Betjeman’s views on PR may be informed by his work for the Ministry of Information in the films division – this was the central government department responsible for publicity and propaganda in the Second World War. Then, as press attaché in Ireland, he influenced public opinion by arranging for the battle scenes in Laurence Olivier’s patriotic 1944 film of Henry V to be filmed in Ireland.
During this time, he realised in order to persuade people of anything it was usually necessary to identify with them. Betjeman had made uncomplimentary remarks about Swindon in 1937 and subsequent correspondence revealed the “public consisted of real individuals with real feelings, rather than a stereotypical mass”. This lesson applies to those of us working in PR today.
Anyway, back to the poem – which is part of an anthology being read in my local village hall this Friday (for which I have produced a visual accompaniment).

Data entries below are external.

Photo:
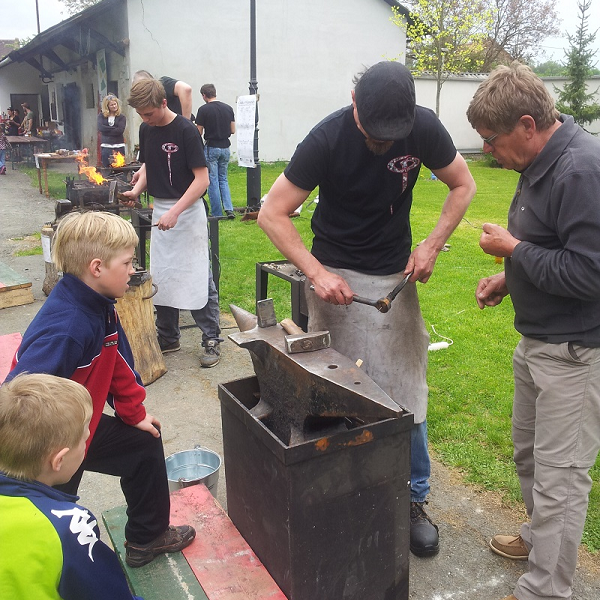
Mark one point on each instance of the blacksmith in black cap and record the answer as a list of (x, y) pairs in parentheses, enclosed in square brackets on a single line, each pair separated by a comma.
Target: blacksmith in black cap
[(365, 159)]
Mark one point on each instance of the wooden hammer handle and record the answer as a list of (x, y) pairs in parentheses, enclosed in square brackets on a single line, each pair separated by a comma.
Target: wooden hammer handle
[(290, 327)]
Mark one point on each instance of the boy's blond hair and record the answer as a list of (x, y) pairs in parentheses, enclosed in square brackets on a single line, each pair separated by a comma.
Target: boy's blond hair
[(39, 414), (106, 100), (147, 93), (83, 236)]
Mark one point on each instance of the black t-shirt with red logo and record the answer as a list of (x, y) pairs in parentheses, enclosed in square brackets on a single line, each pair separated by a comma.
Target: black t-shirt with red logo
[(170, 153), (362, 219)]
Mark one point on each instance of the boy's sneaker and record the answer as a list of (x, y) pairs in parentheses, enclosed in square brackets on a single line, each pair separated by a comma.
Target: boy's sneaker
[(166, 347), (173, 539), (211, 355)]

“The village inn, the dear old inn,
So ancient, clean and free from sin,
True centre of our rural life
Where Hodge sits down beside his wife
And talks of Marx and nuclear fission
With all a rustic’s intuition.
Ah, more than church or school or hall,
The village inn’s the heart of all”
So spake the brewer’s PRO,
A man who really ought to know,
For he is paid for saying so.
And then he kindly gave to me
A lovely coloured booklet free.
“Twas full of prose that sang the praise
Of coaching inns in Georgian days,
Showing how public-houses are
More modern than the motor-car,
More English than the weald or sold
And almost equally as old.
And run for love and not for gold
Until I felt a filthy swine
For loathing beer and liking wine,
And rotten to the vary core
For thinking village inns a bore
And village bores more sure to roam
To village inns than stay at home.
And then I thought I must be wrong,
So up I rose and went along
To that old village alehouse where
In neon light is written “Bear”.
Ah, where’s the inn that once I knew
With brick and chalky wall
Up which the knobbly pear-trees grew
For fear the place would fall?
Oh, that old pot house isn’t there,
It wasn’t worth our while.
You’ll find we have rebuilt “The Bear”
In Early Georgian style.
But winter jasmine used to cling
With golden stars a-shine
Where rain and wind would wash and swing
The crudely painted sign.
And where’s the roof of golden thatch?
The chimney-stack of stone?
The crown-glass panes that used to match
East sunset with their own?
Oh now the walls are red and smart,
The roof has emerald tiles.
The neon sign’s a work of art
And visible for miles.
The bar inside was papered green,
The settles grained like oak,
The only light was paraffin,
The woodfire used to smoke.
And photographs from far and wide
Were hung around the room;
The hunt, the church, the football side,
And Kitchener of Khartoum.
Our air-conditioned bars are lined
With washable material,
The stools are steel, the taste refined,
Hygienic and ethereal.
Hurrah, hurrah, for hearts of oak!
Away with inhibitions!
For here’s a place to sit and soak
In sanit’ry conditions.
Betjeman’s portrait of the public relations officer is someone involved in a publicity role – which he sees as having a duplicitous nature; selectively presenting facts on behalf of a paymaster. A function perhaps indicative of the 1950s when the new was presented as better than whatever it replaced – a move away from heritage and community.
The poem may be sentimental and hark after an idealistic British countryside that probably never existed. Indeed, one of our modern images of a traditional country pub is the Ploughman’s lunch, which was apparently created by Richard Trehane, chairman of the English Country Cheese Council in 1960.
I’m not aware of other references to PR in poems – but if you know of any, I’d love to hear them.